«Чушь! — одернул он себя. — Я должен переиграть Цезаря, Красса и Помпея. А триумфальная арка мне не нужна».
III
— Говорят, что ты в Цизальпинскую Галлию возвращаешься? — спросил центурион, наблюдая, как грузят в повозки кожаные мешки, оружие и прочую кладь.
Клодий глянул на ветерана и, к своему удивлению, узнал центуриона Ворена.
— Луций! — Сенатор кинулся обнимать старого вояку.
— Осторожно, сиятельный! — Тот поднял левую руку, и Клодий увидел, что рука заканчивалась теперь чуть пониже локтя, и культя обернута куском кожи. — Со мной еще человек десять, из тех, что служить больше не могут. Рабов берем с собой — нам Цезарь подарил по рабу на каждого. Еще скотину гоним. С почтарями боимся ехать — добра много при себе. Коли ты поедешь — так мы с тобой. Думал, еще повоюем вместе с императором, да не выйдет! В койке теперь мне только воевать! — Центурион расхохотался, обнажая белые ровные зубы. — Землица у меня имеется — во времена Суллы отец получил, оливы насадил, ну, так теперь сяду на эту землю, как-нибудь прокормлюсь. А тебе, сиятельный, мы все дыханием обязаны. Мы теперь твои должники и клиенты — ты нам жизнь спас.

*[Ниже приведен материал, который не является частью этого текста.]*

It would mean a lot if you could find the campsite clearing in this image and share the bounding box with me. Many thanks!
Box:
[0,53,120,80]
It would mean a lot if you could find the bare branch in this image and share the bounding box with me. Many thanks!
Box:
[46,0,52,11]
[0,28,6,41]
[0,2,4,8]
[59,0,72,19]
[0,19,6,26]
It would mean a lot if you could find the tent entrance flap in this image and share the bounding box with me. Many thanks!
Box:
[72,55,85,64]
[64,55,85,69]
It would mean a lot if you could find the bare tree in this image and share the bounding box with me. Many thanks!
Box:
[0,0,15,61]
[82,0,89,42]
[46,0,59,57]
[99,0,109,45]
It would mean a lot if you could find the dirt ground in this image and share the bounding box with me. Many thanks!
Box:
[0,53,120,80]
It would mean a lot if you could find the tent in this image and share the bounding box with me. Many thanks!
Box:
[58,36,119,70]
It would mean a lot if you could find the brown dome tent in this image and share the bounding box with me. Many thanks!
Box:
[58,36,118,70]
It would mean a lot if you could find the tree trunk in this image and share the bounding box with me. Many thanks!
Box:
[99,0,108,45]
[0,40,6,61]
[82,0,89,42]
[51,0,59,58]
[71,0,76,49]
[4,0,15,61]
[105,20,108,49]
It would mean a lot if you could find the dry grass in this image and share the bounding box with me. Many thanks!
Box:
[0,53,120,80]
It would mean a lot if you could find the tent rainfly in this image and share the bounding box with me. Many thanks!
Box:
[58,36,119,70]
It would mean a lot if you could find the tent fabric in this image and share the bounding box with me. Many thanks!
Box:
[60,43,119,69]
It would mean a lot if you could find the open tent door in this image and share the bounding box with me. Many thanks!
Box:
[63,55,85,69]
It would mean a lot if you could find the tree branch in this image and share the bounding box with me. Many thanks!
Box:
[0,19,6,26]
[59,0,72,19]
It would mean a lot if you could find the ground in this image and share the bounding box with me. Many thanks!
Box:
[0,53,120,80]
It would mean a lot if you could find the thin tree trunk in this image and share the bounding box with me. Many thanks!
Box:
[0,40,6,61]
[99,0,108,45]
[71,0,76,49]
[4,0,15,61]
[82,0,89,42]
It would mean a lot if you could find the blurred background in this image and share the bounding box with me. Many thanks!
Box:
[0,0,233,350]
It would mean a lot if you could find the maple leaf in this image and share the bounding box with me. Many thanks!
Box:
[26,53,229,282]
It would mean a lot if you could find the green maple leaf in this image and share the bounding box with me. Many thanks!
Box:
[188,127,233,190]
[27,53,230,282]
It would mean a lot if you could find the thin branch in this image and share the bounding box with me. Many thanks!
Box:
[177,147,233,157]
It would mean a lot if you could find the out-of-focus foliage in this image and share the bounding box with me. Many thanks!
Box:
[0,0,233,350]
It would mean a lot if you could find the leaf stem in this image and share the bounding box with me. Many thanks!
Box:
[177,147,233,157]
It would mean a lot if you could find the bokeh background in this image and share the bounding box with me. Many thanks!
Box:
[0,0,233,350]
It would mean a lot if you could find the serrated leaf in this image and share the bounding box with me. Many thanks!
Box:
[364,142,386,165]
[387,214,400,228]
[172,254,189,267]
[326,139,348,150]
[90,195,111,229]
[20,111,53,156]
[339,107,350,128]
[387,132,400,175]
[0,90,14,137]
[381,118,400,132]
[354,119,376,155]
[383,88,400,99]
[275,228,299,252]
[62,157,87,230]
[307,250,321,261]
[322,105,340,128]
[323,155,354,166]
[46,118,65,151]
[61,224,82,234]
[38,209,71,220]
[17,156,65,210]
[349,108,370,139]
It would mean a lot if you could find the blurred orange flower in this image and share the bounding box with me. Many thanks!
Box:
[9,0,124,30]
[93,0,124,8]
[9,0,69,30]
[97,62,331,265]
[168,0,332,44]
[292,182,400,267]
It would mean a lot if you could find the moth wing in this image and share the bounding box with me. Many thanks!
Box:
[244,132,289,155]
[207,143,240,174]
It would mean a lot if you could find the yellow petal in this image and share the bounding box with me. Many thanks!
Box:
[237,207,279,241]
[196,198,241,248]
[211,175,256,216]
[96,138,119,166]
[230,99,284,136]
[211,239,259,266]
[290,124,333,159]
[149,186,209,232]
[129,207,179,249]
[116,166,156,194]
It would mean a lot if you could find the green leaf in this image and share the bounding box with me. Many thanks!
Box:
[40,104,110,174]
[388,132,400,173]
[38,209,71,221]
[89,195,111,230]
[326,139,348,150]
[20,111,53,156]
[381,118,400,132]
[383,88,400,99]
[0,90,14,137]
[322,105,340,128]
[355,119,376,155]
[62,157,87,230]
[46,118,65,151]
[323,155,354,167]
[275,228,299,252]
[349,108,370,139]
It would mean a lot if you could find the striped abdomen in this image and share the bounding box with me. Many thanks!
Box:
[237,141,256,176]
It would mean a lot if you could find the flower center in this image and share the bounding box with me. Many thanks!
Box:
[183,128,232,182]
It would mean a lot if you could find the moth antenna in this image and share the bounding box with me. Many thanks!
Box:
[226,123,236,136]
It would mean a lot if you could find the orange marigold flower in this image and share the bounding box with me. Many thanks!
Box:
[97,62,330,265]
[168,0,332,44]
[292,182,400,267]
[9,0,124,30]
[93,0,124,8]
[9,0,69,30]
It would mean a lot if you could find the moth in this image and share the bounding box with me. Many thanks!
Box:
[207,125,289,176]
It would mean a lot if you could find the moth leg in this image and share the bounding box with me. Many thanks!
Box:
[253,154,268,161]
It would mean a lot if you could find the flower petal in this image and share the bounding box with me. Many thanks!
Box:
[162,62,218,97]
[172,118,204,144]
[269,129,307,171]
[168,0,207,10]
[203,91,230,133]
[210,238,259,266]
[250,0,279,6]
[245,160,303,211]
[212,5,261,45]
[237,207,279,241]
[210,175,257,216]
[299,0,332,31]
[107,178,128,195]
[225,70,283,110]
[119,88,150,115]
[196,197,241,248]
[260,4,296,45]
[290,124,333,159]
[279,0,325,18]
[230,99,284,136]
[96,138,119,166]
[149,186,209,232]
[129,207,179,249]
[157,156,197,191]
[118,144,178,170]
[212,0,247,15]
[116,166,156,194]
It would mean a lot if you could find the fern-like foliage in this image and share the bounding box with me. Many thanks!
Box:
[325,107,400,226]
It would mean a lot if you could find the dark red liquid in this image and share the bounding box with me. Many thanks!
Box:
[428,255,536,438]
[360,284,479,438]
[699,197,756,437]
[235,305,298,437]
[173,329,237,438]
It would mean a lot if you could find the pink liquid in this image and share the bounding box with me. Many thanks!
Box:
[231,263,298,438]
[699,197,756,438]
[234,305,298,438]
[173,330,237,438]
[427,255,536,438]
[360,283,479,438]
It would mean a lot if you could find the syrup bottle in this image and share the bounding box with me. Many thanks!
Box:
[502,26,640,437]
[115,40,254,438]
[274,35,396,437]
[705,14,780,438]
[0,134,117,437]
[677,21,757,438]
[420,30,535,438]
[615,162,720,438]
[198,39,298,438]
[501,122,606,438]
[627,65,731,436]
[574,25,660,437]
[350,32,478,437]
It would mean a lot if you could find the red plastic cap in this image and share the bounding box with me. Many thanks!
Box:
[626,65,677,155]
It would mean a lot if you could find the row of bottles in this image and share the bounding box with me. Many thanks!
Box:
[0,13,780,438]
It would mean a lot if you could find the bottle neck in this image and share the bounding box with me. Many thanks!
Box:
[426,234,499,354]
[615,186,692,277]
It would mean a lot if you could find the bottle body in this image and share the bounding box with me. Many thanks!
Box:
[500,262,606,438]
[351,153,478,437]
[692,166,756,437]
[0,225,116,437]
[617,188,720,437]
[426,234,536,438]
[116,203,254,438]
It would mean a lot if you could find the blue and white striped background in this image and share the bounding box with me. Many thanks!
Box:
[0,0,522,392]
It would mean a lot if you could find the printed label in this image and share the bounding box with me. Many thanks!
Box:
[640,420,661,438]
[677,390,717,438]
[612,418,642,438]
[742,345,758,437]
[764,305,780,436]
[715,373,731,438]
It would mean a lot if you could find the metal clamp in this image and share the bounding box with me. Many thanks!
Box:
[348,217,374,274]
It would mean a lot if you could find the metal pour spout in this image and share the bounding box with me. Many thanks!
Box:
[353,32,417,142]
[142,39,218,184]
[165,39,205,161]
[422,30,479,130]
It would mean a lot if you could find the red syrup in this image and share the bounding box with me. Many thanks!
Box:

— Послушай, Ворен, если я в Рим тебя позову, приедешь?
— А то как же! Я же сказал — твой клиент до последнего дыхания.
— Земляков с собой приведешь?
— Это еще зачем? — насторожился Ворен.
— Голосовать.
— Опять эта морока… Да мы у себя в городской совет достойных людей выбираем, зачем нам твои столичные свары.
— Погоди! — Клодий поднял руку. — Прийти надо будет только один раз. Потом у себя будешь голосовать.
— Что? — не понял Ворен. — Ну, да ладно, один раз — куда ни шло. А больше — ни-ни.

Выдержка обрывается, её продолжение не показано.